Tips and Tricks
1. Use a whisk not dough hooks
Gluten free flours tend to clump together. By using a whisk, you ensure everything is nicely mixed together and that the yeast & sugar are mixed well enough to give you a nice rise.
2. Use warm loaf tins
As with glutinous bread making. Cold is the enemy. If you are baking loaves, after mixing, add the batter directly to a pre-warmed loaf tin (not hot) and then cover and leave to prove.
3. Do knock back
If you are making loaves and you have proved your batter in the tin, the temptation is to ignore the knocking back. If you do, you will get holes in your bread.
I use a chopstick to gently stir the batter mix in my loaf tin and that way, I don’t knock all the rise out.

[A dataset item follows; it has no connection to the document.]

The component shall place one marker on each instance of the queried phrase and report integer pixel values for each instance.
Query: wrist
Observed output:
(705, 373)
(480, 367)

4. Bake for an hour at 180 – 200 degrees
It is usually at this stage things go wrong. The temptation is to take it out of the oven too soon, especially as the crust starts to brown after around 20 minutes. The base would also knock (like glutinous bread making) after about 45 minutes. However, if you take the bread out too soon, it will collapse on the cooling rack. This is because there isn’t any gluten proteins that have solidified. In gluten free bread baking, you need to gently drive off as much of the moisture as you can. My recommendation is to bake for 1 hour at 180 degree (fan oven), 200 degree (non-fan oven). If the crust looks to be burning, turn the heat down a little but leave in.